Le concile de Vatican II parle assez clairement pour que nul n’en ignore. La profession des conseils évangéliques, déclare-t-il, est, de soi, un signe des biens célestes déjà présents en ce temps, elle atteste l’existence de la vie nouvelle et éternelle, annonce la résurrection à venir. Ceux qui entrent dans la vie religieuse proclament et confessent d’une manière active et sans équivoque que tous ces biens l’emportent infiniment sur toute valeur terrestre, puisqu’ils renoncent à tout pour s’attacher au Seigneur comme à leur seul trésor et pour suivre son appel à l’amour des hommes.

À ces considérations, Vatican II en ajoute d’autres que nous ne répéterons pas. Toutes, elles tendent à montrer la mission de signe que l’Église reconnaît à la vie religieuse [39]. Autant dire que les instituts religieux sont appelés à rendre à Jésus-Christ un témoignage particulier, devant les membres de l’Église et, s’il se peut, même devant les autres hommes.

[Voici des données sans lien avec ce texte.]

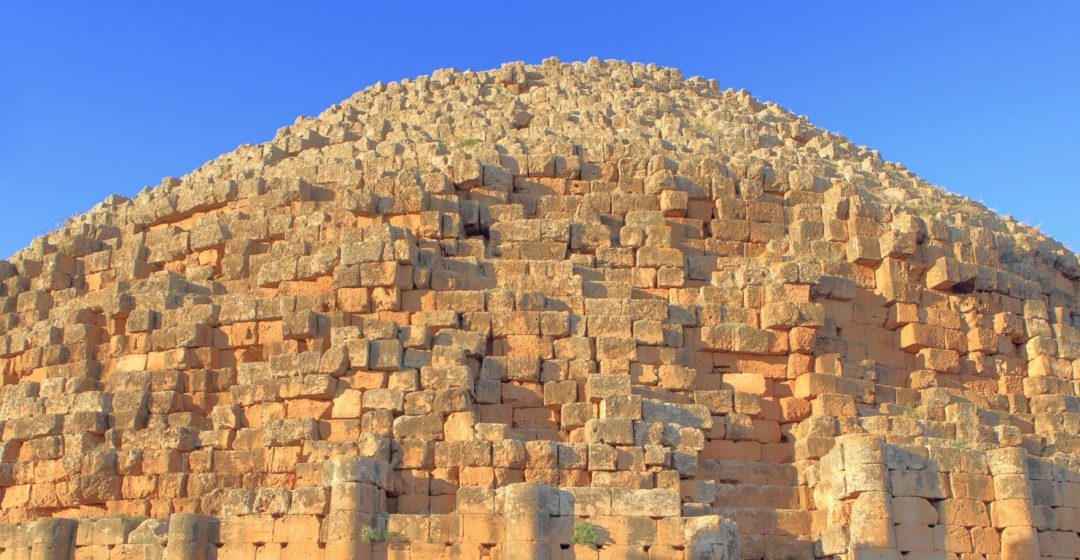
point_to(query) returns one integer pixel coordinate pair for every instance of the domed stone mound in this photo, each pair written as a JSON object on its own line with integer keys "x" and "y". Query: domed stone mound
{"x": 591, "y": 311}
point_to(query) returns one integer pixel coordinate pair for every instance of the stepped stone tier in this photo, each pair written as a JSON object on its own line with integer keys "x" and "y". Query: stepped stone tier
{"x": 568, "y": 311}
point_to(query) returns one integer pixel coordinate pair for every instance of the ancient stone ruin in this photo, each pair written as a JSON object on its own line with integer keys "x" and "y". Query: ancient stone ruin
{"x": 569, "y": 311}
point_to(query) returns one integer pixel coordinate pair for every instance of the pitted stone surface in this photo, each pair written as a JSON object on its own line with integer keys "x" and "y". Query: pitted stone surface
{"x": 656, "y": 303}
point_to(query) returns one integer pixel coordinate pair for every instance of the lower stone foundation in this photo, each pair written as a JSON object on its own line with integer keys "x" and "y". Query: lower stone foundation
{"x": 524, "y": 520}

Or, les instituts religieux seront-ils encore des signes, s’ils marchent sans autre réflexion vers une totale sécularisation ? À cette question d’aucuns répondent : oui, car il suffit que chacun des religieux, présent « incognito » au monde, agisse chrétiennement là où il est, en face des hommes qu’il rencontre, que sa présence soit, directement ou indirectement, une présence apostolique.

Cette réponse a sa valeur. Mais veut-on alors déclarer du même coup que le sens propre de la vie religieuse est l’apostolat ? Le baptisé ne devient-il religieux qu’en vue de l’apostolat ? Si la réponse est affirmative, reconnaissons que la vie religieuse n’a pas de sens propre. Il suffit, en effet d’être baptisé pour être appelé à l’apostolat. Les instituts religieux peuvent donc disparaître.

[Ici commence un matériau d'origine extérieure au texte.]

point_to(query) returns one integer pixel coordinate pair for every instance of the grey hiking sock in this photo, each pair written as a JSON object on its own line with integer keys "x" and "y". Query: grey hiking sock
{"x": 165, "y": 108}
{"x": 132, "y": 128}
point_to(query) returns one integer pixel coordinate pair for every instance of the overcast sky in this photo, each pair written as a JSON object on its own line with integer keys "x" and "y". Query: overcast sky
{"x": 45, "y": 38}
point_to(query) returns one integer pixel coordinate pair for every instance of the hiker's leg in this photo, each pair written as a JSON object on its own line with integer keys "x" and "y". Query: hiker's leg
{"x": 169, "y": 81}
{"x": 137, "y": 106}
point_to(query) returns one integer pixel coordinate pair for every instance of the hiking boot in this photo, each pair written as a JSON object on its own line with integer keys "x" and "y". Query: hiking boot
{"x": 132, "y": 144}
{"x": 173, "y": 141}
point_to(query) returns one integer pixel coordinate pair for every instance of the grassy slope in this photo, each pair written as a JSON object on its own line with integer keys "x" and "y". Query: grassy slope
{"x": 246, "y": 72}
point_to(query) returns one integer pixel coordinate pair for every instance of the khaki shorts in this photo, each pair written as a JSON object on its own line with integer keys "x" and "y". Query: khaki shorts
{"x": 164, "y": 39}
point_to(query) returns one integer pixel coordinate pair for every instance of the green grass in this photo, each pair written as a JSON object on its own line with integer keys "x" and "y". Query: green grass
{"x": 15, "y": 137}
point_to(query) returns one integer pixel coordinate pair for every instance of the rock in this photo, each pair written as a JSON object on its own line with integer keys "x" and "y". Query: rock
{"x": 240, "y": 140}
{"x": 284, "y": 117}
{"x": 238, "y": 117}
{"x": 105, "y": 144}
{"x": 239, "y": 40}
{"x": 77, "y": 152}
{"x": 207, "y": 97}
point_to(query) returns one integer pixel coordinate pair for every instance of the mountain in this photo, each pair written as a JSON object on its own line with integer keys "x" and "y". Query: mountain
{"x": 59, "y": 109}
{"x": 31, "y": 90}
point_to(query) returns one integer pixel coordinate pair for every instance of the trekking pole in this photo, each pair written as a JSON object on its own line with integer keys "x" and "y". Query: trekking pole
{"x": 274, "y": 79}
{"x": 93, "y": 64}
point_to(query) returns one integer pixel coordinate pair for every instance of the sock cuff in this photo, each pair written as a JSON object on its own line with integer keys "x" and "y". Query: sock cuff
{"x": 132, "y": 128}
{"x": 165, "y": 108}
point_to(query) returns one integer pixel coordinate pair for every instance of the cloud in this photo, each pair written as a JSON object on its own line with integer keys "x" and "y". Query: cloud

Mais la réponse doit être négative. Sans doute, l’activité apostolique des instituts de vie active appartient à la nature de la vie religieuse [40], mais elle n’exprime pas tout le sens et l’intégrale finalité de la vie religieuse. L’instruction Renovationis causam du 6 janvier 1969 vient de le redire expressément. Là n’est pas la raison suffisante de la vie religieuse, comme telle [41].

Le sens propre de la vie religieuse est de prendre tous les moyens qui disposent à aimer Dieu seul et le prochain selon Dieu, à écarter délibérément tout ce qui pourrait, étant donné le tempérament et le caractère du sujet, retarder ou ralentir l’élan de la charité. C’est aussi, indissociablement, d’attester que des chrétiens, approuvés et encouragés par l’Église, prennent ces moyens, qu’ils les veulent, quel que soit le prix qu’ils doivent payer.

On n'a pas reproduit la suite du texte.